L'arnaque du gaz

Charles Desmet
Date de mise en ligne: 7 mars 2013

Lorsque la Commission Européenne a demandé l'ouverture à la concurrence des marchés du gaz, de l'électricité, du téléphone, etc., elle déclarait avoir pour but ultime "le relèvement du niveau et de la qualité de vie" des consommateurs de l'Union. Le mot "consommateurs" ne figurait pas dans ce préambule du Traité de Rome. Mais il est permis d'espérer que les pères fondateurs avaient effectivement à l'esprit l'ensemble des citoyens, et non pas exclusivement le niveau et la qualité de vie des seules bureaucraties.

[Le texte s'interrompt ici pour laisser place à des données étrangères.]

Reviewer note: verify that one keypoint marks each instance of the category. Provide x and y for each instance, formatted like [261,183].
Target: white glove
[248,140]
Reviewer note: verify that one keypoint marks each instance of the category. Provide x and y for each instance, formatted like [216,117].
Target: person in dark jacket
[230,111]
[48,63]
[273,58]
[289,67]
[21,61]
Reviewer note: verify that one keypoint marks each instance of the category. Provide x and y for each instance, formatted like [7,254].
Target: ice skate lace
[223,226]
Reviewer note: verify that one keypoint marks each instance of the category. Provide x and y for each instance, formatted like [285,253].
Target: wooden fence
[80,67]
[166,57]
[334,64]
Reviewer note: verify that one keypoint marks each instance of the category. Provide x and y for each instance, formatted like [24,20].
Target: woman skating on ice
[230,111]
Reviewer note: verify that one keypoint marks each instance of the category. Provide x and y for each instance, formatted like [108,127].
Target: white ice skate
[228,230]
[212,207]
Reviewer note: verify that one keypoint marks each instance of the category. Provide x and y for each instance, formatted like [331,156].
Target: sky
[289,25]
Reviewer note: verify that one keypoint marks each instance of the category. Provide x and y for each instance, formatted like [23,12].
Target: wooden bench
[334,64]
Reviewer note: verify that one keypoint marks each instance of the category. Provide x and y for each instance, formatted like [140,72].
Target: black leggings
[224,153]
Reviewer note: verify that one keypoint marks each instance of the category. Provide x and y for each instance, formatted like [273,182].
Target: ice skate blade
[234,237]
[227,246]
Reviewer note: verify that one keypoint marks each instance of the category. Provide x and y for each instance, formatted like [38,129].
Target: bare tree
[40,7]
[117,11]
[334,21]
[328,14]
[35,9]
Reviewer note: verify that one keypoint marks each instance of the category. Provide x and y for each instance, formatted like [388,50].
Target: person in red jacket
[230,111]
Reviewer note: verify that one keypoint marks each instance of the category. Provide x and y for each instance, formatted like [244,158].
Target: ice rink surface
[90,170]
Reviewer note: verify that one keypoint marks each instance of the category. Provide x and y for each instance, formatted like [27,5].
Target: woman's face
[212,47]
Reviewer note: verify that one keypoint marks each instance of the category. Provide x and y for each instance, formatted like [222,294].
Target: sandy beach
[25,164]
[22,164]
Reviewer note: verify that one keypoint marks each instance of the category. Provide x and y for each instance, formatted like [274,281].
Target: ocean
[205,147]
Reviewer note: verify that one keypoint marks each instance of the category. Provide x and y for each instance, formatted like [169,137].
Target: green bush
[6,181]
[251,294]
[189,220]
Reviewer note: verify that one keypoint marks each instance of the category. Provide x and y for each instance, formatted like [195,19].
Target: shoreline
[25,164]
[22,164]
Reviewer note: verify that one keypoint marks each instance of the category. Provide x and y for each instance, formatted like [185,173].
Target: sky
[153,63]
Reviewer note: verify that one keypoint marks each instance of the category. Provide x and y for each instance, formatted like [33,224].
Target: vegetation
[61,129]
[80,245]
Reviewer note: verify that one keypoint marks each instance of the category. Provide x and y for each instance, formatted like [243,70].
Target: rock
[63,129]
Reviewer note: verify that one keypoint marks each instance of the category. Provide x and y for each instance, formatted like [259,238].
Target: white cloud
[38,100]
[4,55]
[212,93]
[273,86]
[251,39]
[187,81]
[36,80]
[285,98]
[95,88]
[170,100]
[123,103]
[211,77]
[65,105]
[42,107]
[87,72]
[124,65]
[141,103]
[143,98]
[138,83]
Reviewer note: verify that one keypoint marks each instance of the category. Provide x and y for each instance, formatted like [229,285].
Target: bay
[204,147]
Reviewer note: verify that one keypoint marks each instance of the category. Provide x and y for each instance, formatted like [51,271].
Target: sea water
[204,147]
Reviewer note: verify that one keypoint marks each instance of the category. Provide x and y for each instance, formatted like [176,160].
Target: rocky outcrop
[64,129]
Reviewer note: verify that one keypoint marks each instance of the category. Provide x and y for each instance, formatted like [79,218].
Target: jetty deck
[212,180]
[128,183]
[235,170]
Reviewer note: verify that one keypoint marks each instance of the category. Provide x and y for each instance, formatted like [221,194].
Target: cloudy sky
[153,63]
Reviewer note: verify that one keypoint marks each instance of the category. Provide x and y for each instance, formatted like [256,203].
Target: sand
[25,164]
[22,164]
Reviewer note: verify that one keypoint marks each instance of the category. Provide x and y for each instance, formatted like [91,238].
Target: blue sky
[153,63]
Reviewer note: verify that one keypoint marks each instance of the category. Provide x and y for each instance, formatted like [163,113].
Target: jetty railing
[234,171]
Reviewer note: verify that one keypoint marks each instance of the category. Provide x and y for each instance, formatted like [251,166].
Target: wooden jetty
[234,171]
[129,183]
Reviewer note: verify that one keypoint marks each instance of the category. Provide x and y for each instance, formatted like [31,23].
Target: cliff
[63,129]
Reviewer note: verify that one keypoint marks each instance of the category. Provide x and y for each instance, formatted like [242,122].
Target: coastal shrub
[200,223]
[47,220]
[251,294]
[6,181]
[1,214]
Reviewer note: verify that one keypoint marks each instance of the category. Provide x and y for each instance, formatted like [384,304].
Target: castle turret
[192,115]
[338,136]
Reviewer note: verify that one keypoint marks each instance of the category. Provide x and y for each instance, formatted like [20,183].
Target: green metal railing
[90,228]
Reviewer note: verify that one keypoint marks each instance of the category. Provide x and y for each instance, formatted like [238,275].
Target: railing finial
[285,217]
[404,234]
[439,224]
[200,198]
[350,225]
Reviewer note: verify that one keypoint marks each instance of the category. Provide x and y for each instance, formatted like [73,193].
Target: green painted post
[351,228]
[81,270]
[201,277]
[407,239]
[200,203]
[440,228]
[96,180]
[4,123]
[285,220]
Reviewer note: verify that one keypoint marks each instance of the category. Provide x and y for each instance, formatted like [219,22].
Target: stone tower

Ces bureaucraties ont accepté à contrecœur d'ouvrir un marché jusque là cadenassé par des entreprises publiques ou parapubliques. Le monopole des Etats ou des entreprises parapubliques permettait de contrôler l'approvisionnement, de bâtir des empires administratifs truffés de féaux du régime, gros pourvoyeurs d'emplois partiellement ou totalement fictifs, sources de revenus fiscaux et parafiscaux qui avaient l'avantage, fort apprécié en ces temps de prédation fiscale galopante, de camoufler les revenus des bureaucraties sous des intitulés tels que "cotisations de solidarité", "frais d'acheminement" ou encore "fonds pour la rénovation du réseau". Le bien-fondé et les vrais bénéficiaires de ces sources de revenus sont bien entendu invérifiables par le consommateur individuel, qui ne pourra pas compter sur les "commissions de régulation" mises en place par l'Etat, et peuplées de "contrôleurs" issus de la même fonction publique.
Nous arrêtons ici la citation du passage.